Resourceful is a sophisticated HTTP client library for Ruby. It will (when it is complete, at least) provide an simple API for fully utilizing the amazing goodness that is HTTP.
It is already tasty, though. The 0.2 release provides
- fully compliant HTTP caching
- a framework for implementing cache managers (memory based cache manager provided)
- fully compliant transparent redirection handling (with hooks for overriding the default behavior)
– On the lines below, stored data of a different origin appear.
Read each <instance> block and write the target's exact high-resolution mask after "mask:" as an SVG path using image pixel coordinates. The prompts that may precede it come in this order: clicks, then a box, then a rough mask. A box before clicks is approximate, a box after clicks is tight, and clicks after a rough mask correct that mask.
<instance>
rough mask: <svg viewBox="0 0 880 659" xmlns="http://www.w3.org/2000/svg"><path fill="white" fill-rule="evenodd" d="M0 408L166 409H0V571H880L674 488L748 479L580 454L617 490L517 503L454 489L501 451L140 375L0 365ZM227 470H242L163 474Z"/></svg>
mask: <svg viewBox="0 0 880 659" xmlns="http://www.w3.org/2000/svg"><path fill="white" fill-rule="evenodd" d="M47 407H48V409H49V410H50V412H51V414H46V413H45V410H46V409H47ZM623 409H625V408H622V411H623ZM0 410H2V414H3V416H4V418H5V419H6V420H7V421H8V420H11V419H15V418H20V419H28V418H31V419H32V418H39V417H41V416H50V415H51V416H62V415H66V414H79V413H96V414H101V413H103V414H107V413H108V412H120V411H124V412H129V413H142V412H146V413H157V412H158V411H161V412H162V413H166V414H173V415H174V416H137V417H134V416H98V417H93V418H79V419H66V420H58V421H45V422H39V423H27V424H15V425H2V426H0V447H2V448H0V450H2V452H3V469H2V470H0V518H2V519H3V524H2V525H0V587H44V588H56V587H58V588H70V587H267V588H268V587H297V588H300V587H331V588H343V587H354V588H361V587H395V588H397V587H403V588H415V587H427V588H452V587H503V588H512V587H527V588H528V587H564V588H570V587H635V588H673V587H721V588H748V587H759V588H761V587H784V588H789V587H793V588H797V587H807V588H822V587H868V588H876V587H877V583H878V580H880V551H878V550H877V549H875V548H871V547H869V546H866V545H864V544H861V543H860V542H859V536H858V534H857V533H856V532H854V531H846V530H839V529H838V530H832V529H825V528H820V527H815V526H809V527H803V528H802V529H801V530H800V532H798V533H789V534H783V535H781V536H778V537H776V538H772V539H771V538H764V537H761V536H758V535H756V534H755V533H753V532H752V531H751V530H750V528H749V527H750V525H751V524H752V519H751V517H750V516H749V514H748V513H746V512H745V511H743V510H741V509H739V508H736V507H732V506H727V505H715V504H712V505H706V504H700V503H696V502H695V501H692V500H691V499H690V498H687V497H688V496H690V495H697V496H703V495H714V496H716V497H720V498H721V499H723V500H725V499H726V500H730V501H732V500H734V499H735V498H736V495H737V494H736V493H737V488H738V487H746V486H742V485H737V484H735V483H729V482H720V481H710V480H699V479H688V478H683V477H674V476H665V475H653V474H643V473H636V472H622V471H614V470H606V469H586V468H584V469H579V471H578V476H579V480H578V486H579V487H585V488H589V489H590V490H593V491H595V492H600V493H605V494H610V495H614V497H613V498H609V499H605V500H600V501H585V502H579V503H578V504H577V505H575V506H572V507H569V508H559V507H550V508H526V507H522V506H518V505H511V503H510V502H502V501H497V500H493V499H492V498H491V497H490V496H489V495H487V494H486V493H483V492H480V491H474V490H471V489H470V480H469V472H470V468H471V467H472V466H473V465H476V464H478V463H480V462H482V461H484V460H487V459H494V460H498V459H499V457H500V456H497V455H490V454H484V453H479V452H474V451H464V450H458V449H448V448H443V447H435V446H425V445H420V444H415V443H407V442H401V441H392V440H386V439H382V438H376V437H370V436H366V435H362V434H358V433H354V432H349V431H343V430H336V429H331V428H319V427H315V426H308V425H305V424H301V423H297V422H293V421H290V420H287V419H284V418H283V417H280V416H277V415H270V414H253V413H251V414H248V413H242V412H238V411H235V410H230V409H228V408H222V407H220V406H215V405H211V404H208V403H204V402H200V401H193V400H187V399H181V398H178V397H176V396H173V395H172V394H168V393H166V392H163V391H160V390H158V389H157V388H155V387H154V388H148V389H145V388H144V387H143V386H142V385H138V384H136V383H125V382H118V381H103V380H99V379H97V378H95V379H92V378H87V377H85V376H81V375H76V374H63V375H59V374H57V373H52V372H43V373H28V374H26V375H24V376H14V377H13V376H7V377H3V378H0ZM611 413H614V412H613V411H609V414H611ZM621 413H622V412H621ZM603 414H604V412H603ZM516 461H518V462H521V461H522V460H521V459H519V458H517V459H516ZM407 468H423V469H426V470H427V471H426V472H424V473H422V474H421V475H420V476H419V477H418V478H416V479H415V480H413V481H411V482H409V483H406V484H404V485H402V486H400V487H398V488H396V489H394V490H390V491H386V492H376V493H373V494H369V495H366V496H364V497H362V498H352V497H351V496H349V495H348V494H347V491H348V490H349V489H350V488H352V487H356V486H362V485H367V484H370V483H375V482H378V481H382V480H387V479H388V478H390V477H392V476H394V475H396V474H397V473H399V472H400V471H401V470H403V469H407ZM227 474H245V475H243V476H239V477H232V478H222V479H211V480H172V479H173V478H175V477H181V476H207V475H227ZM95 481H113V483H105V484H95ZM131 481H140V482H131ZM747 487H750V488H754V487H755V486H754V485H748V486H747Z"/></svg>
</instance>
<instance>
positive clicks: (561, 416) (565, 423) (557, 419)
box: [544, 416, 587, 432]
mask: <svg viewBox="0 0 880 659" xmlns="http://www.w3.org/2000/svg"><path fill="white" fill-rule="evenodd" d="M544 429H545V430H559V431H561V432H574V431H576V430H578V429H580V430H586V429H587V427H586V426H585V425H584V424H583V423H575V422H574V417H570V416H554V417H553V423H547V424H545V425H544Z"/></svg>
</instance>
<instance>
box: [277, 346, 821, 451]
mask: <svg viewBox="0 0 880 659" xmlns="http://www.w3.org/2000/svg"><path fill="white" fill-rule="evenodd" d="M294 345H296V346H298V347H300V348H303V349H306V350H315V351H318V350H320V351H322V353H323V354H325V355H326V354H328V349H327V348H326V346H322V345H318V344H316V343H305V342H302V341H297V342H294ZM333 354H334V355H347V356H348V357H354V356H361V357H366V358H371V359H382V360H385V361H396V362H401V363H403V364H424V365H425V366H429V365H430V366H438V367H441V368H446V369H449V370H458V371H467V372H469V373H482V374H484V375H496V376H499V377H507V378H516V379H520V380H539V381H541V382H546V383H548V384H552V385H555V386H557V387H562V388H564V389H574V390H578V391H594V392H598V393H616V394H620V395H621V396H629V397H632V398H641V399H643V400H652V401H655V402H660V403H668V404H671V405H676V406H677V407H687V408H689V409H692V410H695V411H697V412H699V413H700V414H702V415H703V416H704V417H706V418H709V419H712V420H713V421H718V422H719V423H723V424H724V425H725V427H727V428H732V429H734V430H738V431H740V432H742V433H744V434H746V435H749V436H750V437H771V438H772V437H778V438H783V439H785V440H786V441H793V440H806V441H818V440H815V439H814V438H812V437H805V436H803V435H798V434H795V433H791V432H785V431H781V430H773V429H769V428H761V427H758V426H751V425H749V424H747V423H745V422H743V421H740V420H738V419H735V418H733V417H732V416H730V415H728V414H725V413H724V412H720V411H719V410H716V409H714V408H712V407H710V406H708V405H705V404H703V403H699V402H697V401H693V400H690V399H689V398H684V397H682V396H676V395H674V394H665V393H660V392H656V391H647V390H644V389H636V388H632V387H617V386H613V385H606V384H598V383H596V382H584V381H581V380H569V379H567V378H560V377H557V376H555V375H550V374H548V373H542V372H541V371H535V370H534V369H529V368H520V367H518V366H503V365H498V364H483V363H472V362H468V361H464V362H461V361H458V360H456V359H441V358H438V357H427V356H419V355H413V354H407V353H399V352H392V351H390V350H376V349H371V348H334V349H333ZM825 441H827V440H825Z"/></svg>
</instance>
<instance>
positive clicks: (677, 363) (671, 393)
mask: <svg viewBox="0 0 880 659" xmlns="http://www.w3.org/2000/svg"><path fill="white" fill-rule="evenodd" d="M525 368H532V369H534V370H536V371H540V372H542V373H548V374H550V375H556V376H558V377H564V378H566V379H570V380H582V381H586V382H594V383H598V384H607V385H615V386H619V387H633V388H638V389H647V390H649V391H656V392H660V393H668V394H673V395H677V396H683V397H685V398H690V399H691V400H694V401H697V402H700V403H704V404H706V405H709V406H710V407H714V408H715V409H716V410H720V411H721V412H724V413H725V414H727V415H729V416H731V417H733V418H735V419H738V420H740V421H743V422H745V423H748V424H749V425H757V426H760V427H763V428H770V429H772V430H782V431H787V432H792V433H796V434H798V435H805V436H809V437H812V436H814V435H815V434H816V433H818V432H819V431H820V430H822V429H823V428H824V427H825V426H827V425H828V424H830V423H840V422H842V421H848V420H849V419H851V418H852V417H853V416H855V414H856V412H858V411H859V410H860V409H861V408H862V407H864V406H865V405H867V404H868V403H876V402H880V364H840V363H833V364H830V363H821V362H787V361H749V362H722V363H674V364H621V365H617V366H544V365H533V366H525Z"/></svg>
- plugable HTTP authentication handling (Basic provided)
Introduction
The API is strongly influenced by our successful experiences with REST. Each URI is represented by a Resource
object. The Resource
objects act as a proxy for the conceptual resource. Resources
expose the basic set of HTTP verbs: get, put, post, delete. For example to get a representation of some resource you do this
require 'resourceful'
http = Resourceful::HttpAccessor.new
resp = http.resource('http://rubyforge.org').get
puts resp.body
If you want to post a form you do this
require 'resourceful'
http = Resourceful::HttpAccessor.new
resp = http.resource('http://rubyforge.org').post("name=Peter&hobbies=programming,diy", :content_type => "application/x-www-form-urlencoded")
puts resp.code
All non-2xx responses are either handled transparently (e.g. by following redirects) or the method will raise a UnsuccessfulHttpRequestError
.
Conclusion
If you need a decent HTTP library in Ruby come on over and check it out. If you see something you want, or want fixed, feel free to branch the git repo and do it. Paul and I would love some more contributors and will welcome you with open arms.